Katie Couric Documentary Targets Schwan, Klobuchar
Here’s an unlikely scene for you. A crowd of about 50 people, mostly young, some tattooed, all earnest, at the Lagoon Cinema in Uptown, booing Senator Amy Klobuchar. That was the tableau during a recent showing of the documentary Fed Up, produced and narrated by Katie Couric, about obesity in America.
The film indicts the country’s privatized school-lunch program, where pizza has become the predominant meal. Schwan Food Co., which provides 70 percent of pizzas to schools, takes a hit for lobbying on behalf of nutrition standards that define tomato paste as a vegetable. As does Sen. Klobuchar, who wrote a 2011 letter to ag secretary Tom Vilsack defending the definition. She wrote that tomato paste contributes “dietary fiber, potassium—a nutrient of concern for children—as well as vitamins A and C.”
All true, but when those words were shown on screen, the crowd seemed eager to throw tomatoes. A spokesperson for Klobuchar says the office hasn’t heard much from constituents about the film, and her position remains the same.
“Senator Klobuchar sent the letter in 2011 because she doesn’t believe pizza should be banned from schools, and was concerned that it would impact jobs and dairy in our state,” says communications director Brigit Helgen, noting that the senator opposes new efforts in Congress to curtail school nutrition rules. (There is legislation in the U.S. House that would allow schools to seek a waiver from nutrition standards.)
Schwan, which reported more than $3 billion in revenue in 2013, took a defensive posture when approached by Couric. “We declined to participate in the film, as it was clear that its narrative had already been decided and that it would not accurately represent our food or strong commitment to schools,” says Mike Smith, senior director of PR.

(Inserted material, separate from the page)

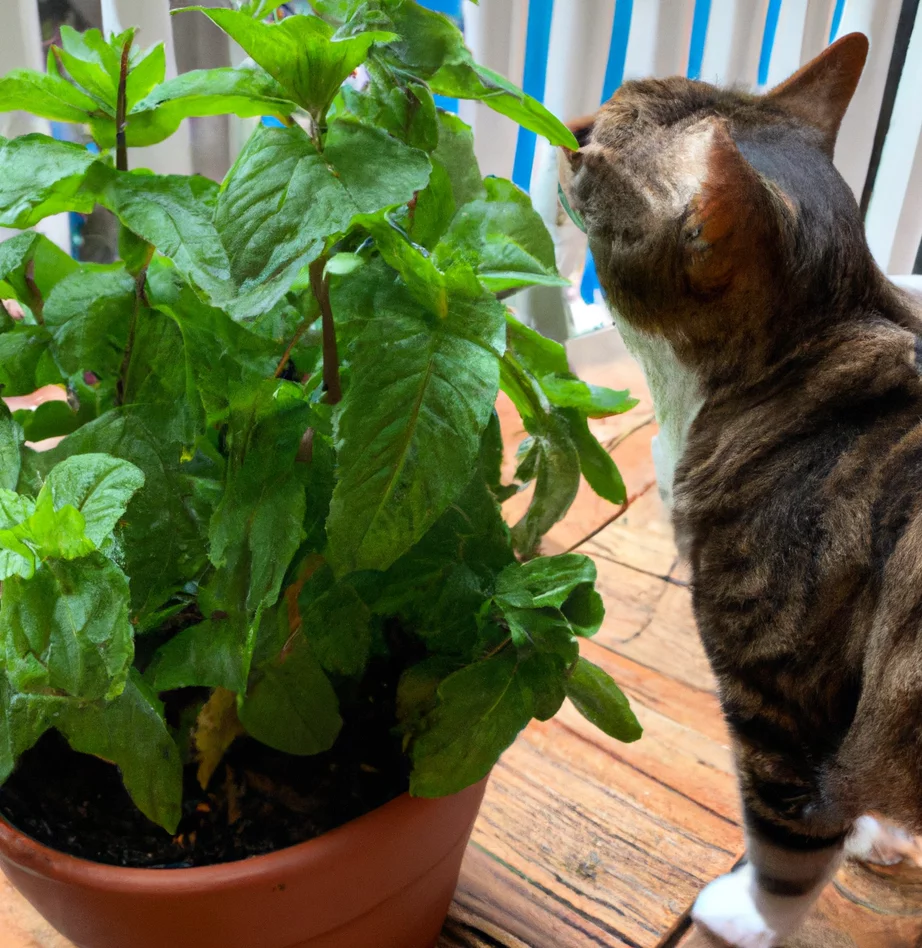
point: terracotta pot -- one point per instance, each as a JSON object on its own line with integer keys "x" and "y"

David Jacobs, a professor in the School of Public Health at the University of Minnesota, splits the pie down the middle. “It’s true that a little bit of highly salted tomato paste on a piece of refined grain—forget about whether the cheese is good or bad—is not a good meal,” he says. But he suggests the best approach is still education. “The best thing would be for us is to train our children to eat a high plant-nutrient diet.”